With the current black-and-white approach that many law enforcement agencies are taking with regard to “regulation” of treatment providers, many good providers are electing to close up shop due to lack of regulatory guidance. When the only guidance available is a knock at the door from a detective claiming you have violated the law, when the lawyers themselves may disagree whether the law was violated, but it is to be “left up to the judge and jury” to determine one’s fate, many good providers are simply walking away.

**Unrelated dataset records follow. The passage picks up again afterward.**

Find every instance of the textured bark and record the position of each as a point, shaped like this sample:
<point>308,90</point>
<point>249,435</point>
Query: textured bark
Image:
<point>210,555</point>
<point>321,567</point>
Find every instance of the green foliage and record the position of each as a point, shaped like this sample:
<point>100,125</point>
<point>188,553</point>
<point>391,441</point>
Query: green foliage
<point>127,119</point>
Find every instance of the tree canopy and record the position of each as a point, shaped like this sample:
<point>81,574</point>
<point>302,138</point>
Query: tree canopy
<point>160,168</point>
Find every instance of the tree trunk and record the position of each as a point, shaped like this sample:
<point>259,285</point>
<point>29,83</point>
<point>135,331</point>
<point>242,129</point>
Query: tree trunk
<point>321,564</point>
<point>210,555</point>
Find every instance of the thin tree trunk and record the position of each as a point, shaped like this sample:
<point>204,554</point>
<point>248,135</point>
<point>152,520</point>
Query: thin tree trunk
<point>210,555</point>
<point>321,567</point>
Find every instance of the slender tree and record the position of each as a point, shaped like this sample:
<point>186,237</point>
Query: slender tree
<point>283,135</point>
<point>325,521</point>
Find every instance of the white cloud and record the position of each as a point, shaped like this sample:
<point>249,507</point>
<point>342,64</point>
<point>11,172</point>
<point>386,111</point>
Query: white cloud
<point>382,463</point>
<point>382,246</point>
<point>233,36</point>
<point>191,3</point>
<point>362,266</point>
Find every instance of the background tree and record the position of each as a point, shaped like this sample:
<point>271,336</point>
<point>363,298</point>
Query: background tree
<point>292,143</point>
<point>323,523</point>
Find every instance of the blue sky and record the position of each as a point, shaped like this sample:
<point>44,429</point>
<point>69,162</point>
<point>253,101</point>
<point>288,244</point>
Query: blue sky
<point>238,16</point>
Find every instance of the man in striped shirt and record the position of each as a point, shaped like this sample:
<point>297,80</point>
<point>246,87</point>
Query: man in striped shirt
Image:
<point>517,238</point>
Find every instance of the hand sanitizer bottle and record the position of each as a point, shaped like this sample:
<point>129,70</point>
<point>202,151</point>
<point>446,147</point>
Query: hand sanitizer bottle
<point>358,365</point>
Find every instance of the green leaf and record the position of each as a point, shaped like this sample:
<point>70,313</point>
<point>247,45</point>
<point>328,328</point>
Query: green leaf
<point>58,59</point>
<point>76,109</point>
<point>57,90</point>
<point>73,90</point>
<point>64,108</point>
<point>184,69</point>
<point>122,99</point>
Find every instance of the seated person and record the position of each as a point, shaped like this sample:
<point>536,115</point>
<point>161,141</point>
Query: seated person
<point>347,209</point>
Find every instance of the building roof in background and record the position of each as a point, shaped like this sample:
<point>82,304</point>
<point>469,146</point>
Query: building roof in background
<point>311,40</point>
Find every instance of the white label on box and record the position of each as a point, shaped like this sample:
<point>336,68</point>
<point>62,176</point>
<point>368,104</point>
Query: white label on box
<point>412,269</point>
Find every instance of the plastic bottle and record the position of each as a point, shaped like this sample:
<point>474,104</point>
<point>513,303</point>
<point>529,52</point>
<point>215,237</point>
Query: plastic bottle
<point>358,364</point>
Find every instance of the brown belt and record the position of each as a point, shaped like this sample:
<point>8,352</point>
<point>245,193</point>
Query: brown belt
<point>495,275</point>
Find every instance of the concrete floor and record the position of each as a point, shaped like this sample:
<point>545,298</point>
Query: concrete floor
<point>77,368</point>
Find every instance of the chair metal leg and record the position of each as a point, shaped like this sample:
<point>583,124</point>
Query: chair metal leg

There is an absolute vacuum of publicly-funded beds in Florida, and nationally. Even when there is some modicum of availability, these facilities are generally not accessible to persons who do not qualify as being impoverished, and are often staffed by persons who lack the experience or education to be administering what is becoming an overwhelmingly medical modality.

The ignorance from the regulatory bodies about how the private sector must be allowed to work is impeding innovation as well as necessary investment in technologies for growth. A truly progressive society would stop complaining and fully support the treatment industry altogether.

The apparent restriction of prosecutorial discretion for purposes of achieving popular political gains is not only short-sighted, but also has a significant negative impact upon the substantial legitimate employment that the industry provides, along with choking off the ancillary revenue that local businesses experience from developing recovery communities.

We will simply go from one crisis, to another.